Solved: Re: correlation between binary and continuous variable with PROC GLIMM...

Merdock · Posted 04-17-2022 11:34 PM

I have a dataset (data1) with assessments taken at different visits: baseline (visit=1), Day 8 (visit=2), Day 30 (visit=3), Day 60 (visit=4) and Day 180 (visit=5) on an ordinal variable with 5 levels (1=normal, 2=mild, 3=moderate, 4=severe), and a separate dataset (data2) with repeated measures for a continuous variable (biomarker), taken at the same visits (1, 2, 3, 4, 5).

One of the exploratory objectives of my exercise problem (I’m trying to teach myself GLMM) asks to investigate the correlation between the biomarker (as predictor) and the ordinal variable (as outcome). Since this is only an exploratory objective, i.e., the study was not specifically designed for this, not all participants in the study will have assessments performed at all those visits.

Since this is a longitudinal study, with repeated measurements taken on the same subjects, I am thinking of exploring the correlation between the continuous predictor and categorical outcome from baseline to Day 180 by using repeated measures logistic regression, implemented via PROC GLIMMIX.

In preparation for fitting the model, this is what I have done so far:

I merged data1 and data2 by id and visit to create one unified dataset (dataset “final” illustrated below) that contains both the outcome and predictor variables at the different visits.
For simplicity purposes, I converted my 5-level categorical outcome into a binary one (if “normal or mild” then outcome=0; if “moderate or severe” then outcome=1).
I noticed that only 15 out of a total of 46 participants in the study had measurements on both the outcome and predictor variables at both baseline (visit 1) and Day 180 (visit 5).

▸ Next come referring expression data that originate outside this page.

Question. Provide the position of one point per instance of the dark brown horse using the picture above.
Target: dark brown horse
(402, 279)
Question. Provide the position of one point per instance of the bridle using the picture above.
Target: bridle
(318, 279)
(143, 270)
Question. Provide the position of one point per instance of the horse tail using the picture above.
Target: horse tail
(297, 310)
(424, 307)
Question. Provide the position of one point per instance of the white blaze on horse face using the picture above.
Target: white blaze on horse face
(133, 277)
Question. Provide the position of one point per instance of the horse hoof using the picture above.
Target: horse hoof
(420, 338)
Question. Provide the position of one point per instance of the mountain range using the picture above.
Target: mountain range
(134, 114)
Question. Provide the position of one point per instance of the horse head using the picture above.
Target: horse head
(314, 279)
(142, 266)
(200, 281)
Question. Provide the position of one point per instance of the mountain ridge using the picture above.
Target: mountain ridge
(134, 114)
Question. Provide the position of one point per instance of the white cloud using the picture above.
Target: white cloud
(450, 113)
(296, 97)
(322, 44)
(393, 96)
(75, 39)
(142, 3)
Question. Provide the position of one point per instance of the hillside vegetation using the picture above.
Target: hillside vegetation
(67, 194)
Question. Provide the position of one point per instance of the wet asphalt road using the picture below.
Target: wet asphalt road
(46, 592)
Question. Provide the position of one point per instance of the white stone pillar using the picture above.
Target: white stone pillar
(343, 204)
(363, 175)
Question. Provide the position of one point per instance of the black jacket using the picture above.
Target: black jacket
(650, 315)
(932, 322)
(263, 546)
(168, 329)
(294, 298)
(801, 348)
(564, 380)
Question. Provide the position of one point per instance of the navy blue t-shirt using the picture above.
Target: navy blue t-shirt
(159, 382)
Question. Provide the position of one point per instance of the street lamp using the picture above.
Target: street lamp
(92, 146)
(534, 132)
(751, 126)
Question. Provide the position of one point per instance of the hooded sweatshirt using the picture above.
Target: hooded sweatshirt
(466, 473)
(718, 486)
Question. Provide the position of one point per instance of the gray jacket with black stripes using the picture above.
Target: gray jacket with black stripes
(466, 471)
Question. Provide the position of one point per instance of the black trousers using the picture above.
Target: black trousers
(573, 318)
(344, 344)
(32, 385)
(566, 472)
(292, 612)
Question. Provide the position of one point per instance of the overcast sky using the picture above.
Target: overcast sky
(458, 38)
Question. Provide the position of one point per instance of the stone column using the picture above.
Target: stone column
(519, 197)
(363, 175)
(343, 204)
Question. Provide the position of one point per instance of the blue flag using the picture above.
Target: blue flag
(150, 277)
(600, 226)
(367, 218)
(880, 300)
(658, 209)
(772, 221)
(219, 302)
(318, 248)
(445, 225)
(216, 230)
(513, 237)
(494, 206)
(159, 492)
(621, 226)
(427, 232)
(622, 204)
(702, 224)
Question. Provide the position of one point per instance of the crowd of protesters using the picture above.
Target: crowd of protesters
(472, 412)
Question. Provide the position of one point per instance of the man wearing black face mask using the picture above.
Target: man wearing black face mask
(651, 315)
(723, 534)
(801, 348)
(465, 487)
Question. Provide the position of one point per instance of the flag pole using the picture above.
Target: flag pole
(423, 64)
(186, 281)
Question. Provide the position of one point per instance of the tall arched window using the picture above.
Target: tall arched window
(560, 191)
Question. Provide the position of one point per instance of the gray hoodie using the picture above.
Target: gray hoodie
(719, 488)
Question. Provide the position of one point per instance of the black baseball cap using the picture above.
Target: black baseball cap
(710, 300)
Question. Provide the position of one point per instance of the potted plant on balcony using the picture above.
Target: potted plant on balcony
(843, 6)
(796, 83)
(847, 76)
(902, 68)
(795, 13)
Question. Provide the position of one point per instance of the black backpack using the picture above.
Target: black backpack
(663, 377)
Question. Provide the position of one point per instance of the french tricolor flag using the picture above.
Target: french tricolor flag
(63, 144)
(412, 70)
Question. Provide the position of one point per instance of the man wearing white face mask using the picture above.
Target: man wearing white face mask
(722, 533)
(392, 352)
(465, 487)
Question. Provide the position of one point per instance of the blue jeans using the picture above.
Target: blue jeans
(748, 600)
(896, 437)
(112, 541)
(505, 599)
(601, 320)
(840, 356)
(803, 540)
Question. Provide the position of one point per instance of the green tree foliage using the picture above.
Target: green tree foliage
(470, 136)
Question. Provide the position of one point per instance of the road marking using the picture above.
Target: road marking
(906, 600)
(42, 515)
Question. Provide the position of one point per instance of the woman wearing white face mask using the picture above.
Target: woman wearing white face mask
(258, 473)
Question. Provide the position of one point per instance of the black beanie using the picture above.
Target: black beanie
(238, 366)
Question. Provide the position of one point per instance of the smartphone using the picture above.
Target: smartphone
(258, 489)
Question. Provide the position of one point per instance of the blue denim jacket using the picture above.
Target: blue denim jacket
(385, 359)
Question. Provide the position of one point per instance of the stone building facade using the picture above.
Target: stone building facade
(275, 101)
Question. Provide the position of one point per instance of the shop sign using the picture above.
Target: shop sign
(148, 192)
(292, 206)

The rest of participants either didn’t have the baseline visit, or didn’t have visit 5, or both. So for my model I used a smaller dataset that only contains these 15 participants who had both visit 1 and visit 5.

Outcome variable: Disease status (outcome= 0 means no disease present; outcome=1 means disease)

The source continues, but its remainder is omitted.